Search code examples
sed

Sed to replace modify large html list of links


What I've got:

<ul>
<li><a href="https://example.com.com/link-1"></li>
<li><a href="https://example.com.com/link-2"></li>
<li><a href="https://example.com.com/link-3" ></li>
<!-- many more items here --> 
</ul>

Desired end result:

<ul>
<li><a href="link-1.html"></li>
<li><a href="link-2.html"></li>
<li><a href="link-3.html" ></li>
<!-- many more items here --> 
</ul>

Currently I've come up with something like:

sed 's/https:\/\/example.com.com//g' test.txt | sed 's/" *>/.html">/g'

But this is clearly (a) inefficient and (b) won't work inline (i.e. sed -i when used in conjunction with find, for example)

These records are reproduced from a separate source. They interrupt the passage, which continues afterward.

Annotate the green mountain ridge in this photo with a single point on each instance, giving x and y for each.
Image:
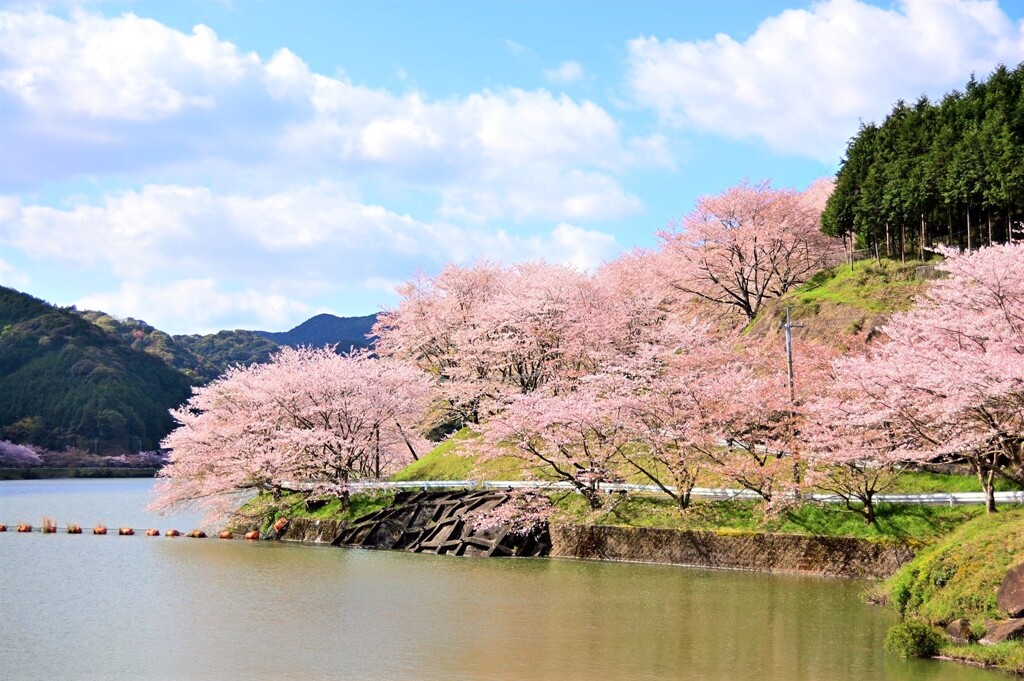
(346, 332)
(67, 383)
(85, 379)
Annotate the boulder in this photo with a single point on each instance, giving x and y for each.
(1010, 598)
(960, 631)
(1010, 630)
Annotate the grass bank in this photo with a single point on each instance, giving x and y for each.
(958, 577)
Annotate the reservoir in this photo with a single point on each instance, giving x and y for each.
(139, 607)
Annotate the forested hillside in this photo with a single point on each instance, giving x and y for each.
(346, 332)
(66, 382)
(205, 356)
(950, 172)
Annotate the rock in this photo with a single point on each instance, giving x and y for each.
(1010, 598)
(1011, 630)
(960, 631)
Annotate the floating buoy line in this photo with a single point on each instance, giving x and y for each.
(50, 527)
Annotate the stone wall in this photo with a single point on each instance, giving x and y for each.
(313, 531)
(762, 552)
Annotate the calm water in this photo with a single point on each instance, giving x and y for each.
(137, 607)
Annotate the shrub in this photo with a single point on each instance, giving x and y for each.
(913, 639)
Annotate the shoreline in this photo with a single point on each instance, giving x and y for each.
(50, 473)
(754, 552)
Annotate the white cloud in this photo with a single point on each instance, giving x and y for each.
(11, 277)
(92, 96)
(188, 258)
(126, 68)
(568, 72)
(802, 81)
(199, 305)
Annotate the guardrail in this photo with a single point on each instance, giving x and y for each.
(934, 499)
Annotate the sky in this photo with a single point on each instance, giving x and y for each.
(247, 164)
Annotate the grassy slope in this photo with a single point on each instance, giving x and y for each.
(958, 577)
(452, 461)
(842, 305)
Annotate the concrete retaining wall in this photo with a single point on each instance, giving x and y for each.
(762, 552)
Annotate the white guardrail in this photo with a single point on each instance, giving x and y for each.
(937, 499)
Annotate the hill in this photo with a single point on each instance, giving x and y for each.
(205, 356)
(844, 306)
(346, 332)
(66, 382)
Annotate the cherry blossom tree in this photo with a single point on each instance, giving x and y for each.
(309, 417)
(950, 381)
(17, 455)
(574, 436)
(858, 450)
(434, 320)
(748, 245)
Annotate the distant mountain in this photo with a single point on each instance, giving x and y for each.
(204, 357)
(67, 382)
(226, 348)
(345, 332)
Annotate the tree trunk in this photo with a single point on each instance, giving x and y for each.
(987, 479)
(923, 237)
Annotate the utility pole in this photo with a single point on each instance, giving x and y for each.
(788, 326)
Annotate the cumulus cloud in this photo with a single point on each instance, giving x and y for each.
(193, 258)
(567, 72)
(802, 81)
(11, 277)
(198, 305)
(90, 95)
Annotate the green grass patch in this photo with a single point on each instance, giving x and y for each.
(1008, 655)
(452, 461)
(262, 510)
(926, 482)
(873, 287)
(960, 575)
(896, 521)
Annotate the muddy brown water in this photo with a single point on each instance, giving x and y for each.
(138, 607)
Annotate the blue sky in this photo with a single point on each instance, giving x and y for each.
(207, 165)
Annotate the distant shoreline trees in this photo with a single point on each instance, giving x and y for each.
(948, 173)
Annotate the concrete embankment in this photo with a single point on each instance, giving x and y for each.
(835, 556)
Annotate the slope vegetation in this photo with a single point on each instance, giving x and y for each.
(66, 382)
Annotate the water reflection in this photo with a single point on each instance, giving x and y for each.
(112, 607)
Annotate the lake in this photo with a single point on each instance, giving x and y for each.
(138, 607)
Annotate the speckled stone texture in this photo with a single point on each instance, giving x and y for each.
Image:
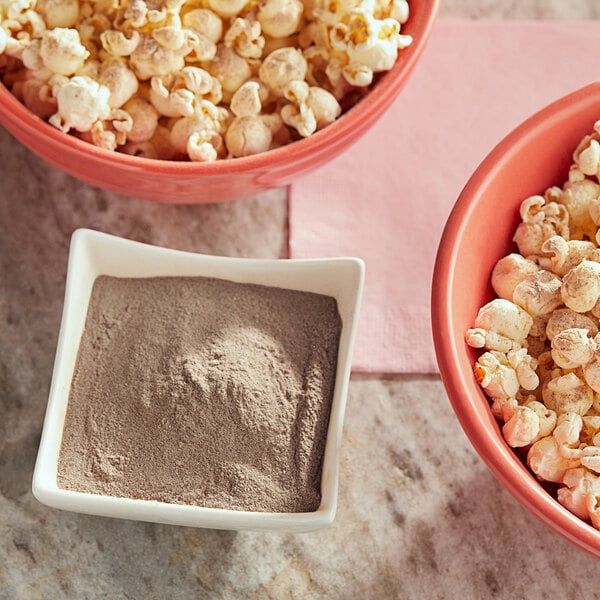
(419, 514)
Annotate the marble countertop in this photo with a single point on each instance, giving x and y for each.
(419, 516)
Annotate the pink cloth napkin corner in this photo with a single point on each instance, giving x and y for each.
(386, 199)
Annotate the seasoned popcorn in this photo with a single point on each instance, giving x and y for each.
(541, 362)
(138, 76)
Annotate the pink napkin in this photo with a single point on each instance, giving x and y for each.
(387, 198)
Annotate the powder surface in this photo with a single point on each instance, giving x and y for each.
(202, 391)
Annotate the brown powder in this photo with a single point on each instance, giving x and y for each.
(202, 391)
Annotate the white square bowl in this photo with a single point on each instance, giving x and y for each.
(93, 254)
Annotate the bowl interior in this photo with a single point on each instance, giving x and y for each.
(479, 232)
(93, 254)
(178, 181)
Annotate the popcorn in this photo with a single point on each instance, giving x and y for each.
(572, 348)
(151, 65)
(282, 67)
(371, 45)
(144, 119)
(540, 221)
(565, 318)
(509, 272)
(539, 293)
(500, 325)
(568, 393)
(81, 102)
(61, 51)
(545, 388)
(280, 18)
(522, 428)
(581, 286)
(58, 13)
(547, 462)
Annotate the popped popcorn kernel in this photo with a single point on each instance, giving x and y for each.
(500, 325)
(554, 373)
(81, 102)
(62, 51)
(280, 18)
(312, 61)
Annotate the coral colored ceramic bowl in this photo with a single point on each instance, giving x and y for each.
(186, 182)
(479, 230)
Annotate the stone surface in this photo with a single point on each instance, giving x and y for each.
(419, 515)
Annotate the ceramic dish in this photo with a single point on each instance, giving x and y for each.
(93, 254)
(177, 181)
(478, 233)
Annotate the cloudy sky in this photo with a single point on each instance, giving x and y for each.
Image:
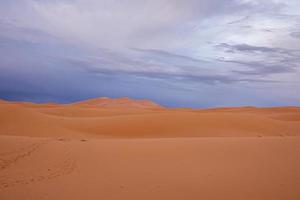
(184, 53)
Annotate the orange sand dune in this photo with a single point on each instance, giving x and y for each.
(128, 149)
(130, 118)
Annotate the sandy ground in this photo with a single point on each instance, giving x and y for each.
(138, 150)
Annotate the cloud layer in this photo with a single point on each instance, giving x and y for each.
(177, 52)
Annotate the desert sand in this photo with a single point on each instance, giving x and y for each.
(135, 149)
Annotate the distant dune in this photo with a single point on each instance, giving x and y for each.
(129, 149)
(124, 117)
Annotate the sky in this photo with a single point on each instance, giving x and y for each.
(179, 53)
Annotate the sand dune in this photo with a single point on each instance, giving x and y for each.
(129, 118)
(127, 149)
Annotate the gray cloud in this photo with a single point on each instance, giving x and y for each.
(295, 35)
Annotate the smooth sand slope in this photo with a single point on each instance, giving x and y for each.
(127, 149)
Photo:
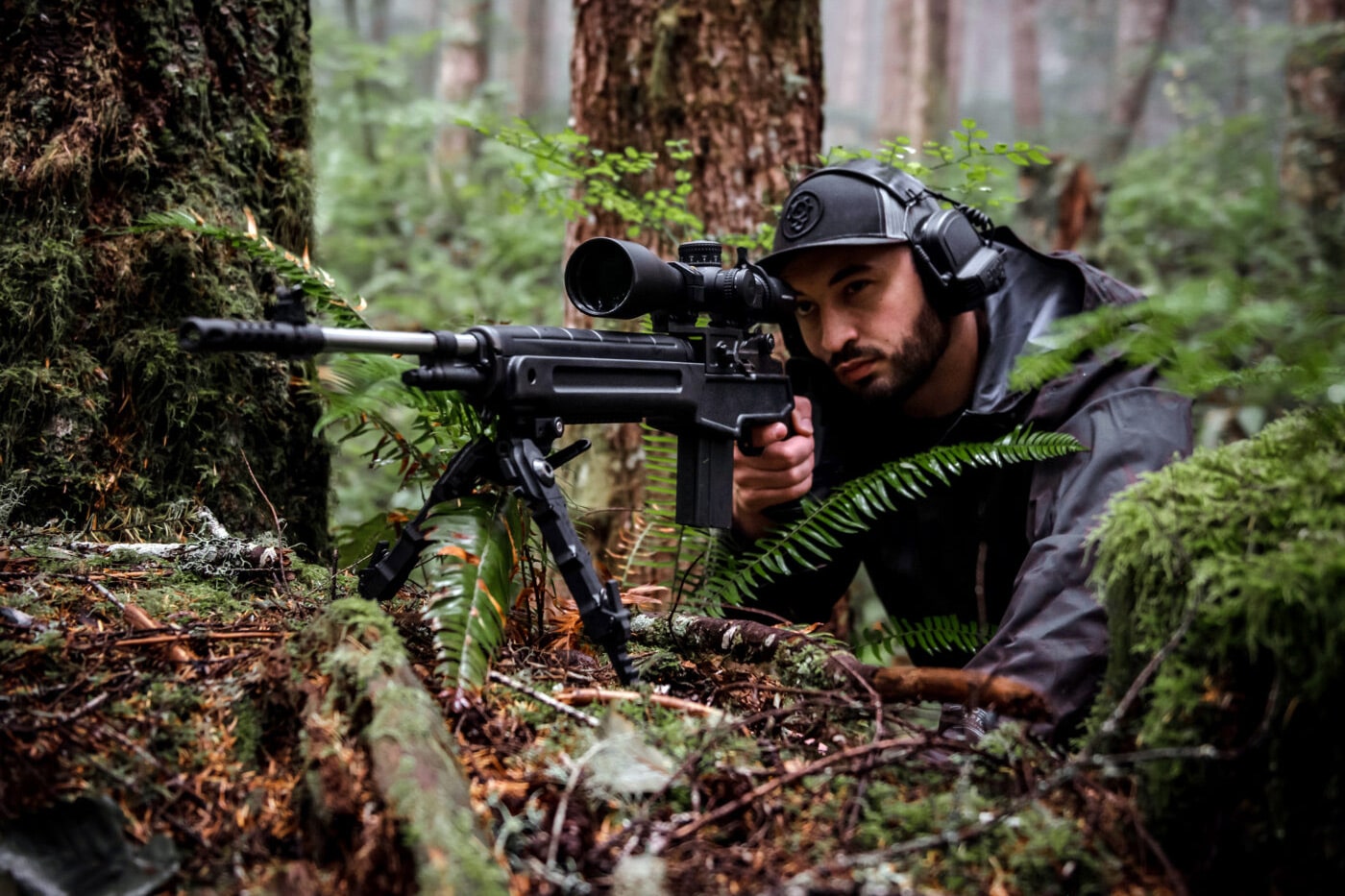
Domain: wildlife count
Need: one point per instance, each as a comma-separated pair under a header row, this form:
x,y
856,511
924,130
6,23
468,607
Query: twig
x,y
562,808
208,635
775,784
585,695
275,517
542,698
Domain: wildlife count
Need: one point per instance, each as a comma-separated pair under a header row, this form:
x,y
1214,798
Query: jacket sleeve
x,y
1053,634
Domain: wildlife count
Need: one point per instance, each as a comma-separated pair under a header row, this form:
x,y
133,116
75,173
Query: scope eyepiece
x,y
608,278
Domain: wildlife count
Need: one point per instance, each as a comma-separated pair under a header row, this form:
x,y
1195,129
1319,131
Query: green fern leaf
x,y
481,545
820,525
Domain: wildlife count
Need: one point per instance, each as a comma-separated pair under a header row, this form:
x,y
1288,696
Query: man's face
x,y
863,309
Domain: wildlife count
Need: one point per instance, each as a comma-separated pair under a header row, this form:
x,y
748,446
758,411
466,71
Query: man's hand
x,y
782,472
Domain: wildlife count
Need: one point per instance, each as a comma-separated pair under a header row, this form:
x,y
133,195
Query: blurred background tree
x,y
113,111
1167,120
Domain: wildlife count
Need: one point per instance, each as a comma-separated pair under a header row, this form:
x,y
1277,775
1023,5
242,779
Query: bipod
x,y
518,463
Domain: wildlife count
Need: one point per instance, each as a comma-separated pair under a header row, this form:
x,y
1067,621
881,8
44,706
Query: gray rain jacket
x,y
1002,547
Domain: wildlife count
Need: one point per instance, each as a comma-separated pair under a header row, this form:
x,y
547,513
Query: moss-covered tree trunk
x,y
742,83
1313,167
111,110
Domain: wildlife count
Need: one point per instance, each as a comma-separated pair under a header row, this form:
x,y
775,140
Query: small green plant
x,y
820,525
966,168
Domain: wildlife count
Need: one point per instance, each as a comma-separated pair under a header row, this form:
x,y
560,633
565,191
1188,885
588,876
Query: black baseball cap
x,y
857,204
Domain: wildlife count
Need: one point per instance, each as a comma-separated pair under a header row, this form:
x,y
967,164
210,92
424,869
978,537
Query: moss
x,y
1247,545
117,110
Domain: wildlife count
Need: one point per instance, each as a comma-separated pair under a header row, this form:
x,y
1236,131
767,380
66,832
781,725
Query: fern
x,y
822,525
298,271
661,549
477,591
934,634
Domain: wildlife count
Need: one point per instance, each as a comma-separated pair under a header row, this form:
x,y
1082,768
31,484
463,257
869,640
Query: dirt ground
x,y
171,727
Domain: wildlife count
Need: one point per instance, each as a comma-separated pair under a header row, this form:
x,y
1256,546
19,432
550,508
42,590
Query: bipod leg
x,y
605,619
389,569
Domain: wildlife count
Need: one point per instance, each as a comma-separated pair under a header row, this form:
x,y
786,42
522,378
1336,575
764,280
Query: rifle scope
x,y
608,278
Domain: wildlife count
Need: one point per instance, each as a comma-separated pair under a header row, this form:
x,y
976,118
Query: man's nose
x,y
837,331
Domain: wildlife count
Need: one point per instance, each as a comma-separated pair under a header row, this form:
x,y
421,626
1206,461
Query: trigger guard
x,y
755,451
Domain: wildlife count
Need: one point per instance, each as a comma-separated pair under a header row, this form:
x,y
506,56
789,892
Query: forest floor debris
x,y
191,704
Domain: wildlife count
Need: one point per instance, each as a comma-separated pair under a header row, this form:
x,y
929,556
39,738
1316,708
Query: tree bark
x,y
113,110
363,698
463,60
743,85
1140,36
803,662
1026,70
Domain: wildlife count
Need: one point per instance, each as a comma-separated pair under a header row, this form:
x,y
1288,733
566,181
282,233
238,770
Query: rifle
x,y
706,383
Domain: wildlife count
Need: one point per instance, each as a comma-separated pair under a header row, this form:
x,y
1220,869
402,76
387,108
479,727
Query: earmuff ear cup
x,y
957,265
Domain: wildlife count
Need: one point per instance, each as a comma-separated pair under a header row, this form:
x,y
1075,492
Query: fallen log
x,y
363,675
806,661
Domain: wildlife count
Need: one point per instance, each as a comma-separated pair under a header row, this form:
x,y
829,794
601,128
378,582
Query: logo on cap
x,y
802,214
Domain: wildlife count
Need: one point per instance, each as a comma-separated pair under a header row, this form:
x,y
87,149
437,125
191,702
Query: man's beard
x,y
904,370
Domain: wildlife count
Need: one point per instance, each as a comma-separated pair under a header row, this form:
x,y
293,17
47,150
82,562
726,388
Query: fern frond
x,y
932,634
661,547
806,543
483,546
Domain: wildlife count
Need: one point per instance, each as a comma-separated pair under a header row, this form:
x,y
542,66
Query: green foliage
x,y
807,541
1243,308
569,178
475,591
1206,204
1230,567
296,271
934,634
965,168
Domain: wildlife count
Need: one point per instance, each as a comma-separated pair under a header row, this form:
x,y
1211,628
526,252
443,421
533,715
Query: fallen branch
x,y
365,674
587,695
140,620
813,662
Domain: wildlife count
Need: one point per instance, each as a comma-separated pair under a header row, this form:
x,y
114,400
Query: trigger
x,y
753,451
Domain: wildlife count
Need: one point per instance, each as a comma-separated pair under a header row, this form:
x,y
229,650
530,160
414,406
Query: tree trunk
x,y
1140,36
743,85
1313,168
1026,70
461,70
918,78
533,24
113,110
905,101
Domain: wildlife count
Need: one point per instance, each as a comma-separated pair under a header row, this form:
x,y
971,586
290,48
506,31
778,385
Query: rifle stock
x,y
708,385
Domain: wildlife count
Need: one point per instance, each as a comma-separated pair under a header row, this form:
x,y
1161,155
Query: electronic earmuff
x,y
957,262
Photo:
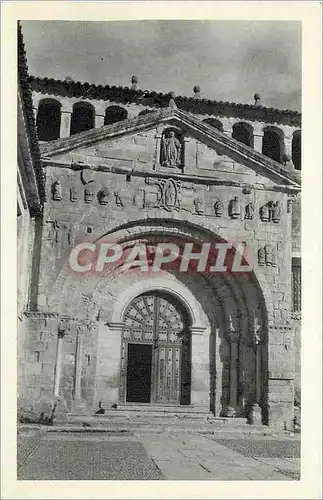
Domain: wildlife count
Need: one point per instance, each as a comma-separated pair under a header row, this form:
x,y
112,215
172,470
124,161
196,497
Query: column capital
x,y
115,326
197,330
67,109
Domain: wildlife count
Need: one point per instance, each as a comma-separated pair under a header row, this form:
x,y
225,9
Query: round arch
x,y
243,132
83,116
48,120
214,123
273,143
160,284
297,149
115,114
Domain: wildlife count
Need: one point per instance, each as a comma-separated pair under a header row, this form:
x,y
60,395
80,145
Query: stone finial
x,y
172,103
256,330
257,99
286,159
197,92
134,81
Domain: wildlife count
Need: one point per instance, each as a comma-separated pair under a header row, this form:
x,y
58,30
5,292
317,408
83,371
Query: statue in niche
x,y
199,209
88,195
261,257
264,213
71,235
249,211
57,191
276,212
171,149
103,196
270,256
235,208
74,195
218,207
119,201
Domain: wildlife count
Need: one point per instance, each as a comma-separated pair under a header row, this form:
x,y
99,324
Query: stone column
x,y
288,140
158,144
258,135
66,114
186,153
63,328
99,121
78,364
255,411
233,337
200,369
228,129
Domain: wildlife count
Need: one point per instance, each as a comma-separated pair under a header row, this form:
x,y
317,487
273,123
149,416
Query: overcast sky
x,y
230,60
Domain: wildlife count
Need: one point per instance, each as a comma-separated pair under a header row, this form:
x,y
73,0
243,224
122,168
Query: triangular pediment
x,y
133,143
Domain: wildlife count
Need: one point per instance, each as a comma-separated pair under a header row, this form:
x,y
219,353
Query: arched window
x,y
48,119
273,143
297,149
115,114
243,132
214,123
82,117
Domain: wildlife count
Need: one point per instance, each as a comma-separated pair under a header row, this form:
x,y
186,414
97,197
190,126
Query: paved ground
x,y
146,455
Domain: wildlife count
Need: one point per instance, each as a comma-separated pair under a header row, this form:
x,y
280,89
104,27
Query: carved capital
x,y
233,334
197,330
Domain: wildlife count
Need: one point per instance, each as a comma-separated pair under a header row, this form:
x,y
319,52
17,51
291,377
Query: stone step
x,y
161,409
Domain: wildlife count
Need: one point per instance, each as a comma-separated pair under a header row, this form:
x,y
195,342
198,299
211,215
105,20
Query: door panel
x,y
156,321
139,373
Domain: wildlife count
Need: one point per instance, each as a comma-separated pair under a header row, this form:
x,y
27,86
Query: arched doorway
x,y
243,132
155,352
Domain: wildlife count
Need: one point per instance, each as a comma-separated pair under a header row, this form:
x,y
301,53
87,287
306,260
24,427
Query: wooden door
x,y
156,319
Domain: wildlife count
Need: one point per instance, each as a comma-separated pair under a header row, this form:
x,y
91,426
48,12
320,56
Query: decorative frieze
x,y
267,256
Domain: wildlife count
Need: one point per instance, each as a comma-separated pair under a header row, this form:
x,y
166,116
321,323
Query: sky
x,y
230,60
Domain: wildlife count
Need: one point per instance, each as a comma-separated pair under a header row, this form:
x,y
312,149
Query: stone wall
x,y
130,208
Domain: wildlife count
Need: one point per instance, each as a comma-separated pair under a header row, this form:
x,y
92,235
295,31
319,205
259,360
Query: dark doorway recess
x,y
139,373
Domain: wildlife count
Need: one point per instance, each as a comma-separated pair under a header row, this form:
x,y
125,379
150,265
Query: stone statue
x,y
71,235
198,207
218,207
103,196
172,103
119,201
74,195
235,208
249,211
264,213
57,191
88,195
276,212
270,256
171,151
261,256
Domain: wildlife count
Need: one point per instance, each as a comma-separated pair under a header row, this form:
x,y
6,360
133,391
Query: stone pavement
x,y
192,457
167,455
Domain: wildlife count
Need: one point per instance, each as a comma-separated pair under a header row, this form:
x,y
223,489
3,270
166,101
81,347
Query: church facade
x,y
156,178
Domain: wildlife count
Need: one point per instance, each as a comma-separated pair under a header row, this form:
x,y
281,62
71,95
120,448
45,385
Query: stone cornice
x,y
197,179
124,95
41,314
205,133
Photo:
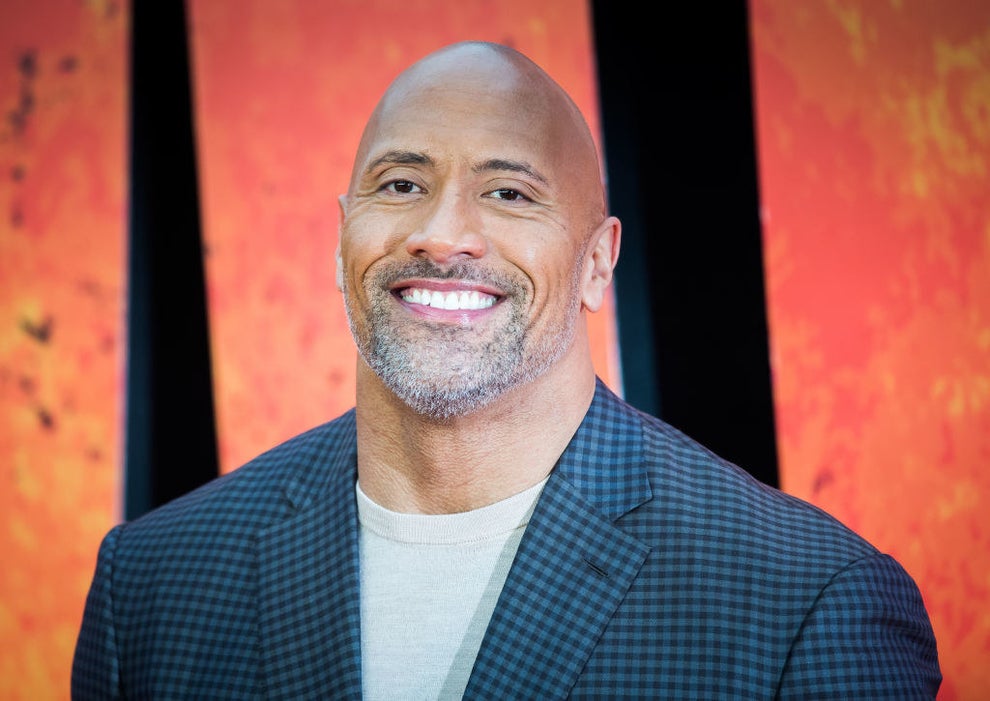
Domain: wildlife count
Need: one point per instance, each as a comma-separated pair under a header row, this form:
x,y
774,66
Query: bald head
x,y
474,86
474,234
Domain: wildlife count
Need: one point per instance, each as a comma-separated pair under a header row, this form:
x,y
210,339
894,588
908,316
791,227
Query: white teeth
x,y
451,301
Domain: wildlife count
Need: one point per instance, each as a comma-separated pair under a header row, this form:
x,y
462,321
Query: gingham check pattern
x,y
651,569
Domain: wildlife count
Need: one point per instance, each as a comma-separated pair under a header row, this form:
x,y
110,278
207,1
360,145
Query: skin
x,y
475,172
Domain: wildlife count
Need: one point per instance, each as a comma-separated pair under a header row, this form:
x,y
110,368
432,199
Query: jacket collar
x,y
572,569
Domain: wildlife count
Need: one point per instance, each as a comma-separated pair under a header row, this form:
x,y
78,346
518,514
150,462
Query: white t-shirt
x,y
429,584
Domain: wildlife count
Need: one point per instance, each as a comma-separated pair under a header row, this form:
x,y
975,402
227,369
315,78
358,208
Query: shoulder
x,y
270,486
703,498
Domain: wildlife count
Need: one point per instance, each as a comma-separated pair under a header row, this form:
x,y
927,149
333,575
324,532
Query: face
x,y
463,241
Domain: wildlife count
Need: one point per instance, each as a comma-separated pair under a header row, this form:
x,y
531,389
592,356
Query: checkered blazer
x,y
651,569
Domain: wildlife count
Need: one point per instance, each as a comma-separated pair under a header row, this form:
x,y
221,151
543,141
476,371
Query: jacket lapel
x,y
573,566
309,606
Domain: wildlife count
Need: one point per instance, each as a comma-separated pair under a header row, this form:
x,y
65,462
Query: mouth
x,y
433,296
449,300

What would a better approach for this be ?


Solution

  • You could use a capturing group to avoid the second sed invocation like this :

    sed -e 's%https://[^"]*/\([^"]*\)%\1.html%'
    

    The % separator saves the need for escaping forward slashes.

    Edit

    If you want to make sure the substitution only occurs for instances of https://example.com inside lines starting with <li><a ...> tags, you could try:

    sed -e '/^<li><a /s%"https://example.com[^"]*/\([^"]*\)%"\1.html%'
    

    Based on the data sample you provided, you should get :

    <ul>
    <li><a href="link-1.html"></li>
    <li><a href="link-2.html"></li>
    <li><a href="link-3.html" ></li>
    <!-- many more items here --> 
    </ul>
    

    Hope that helps.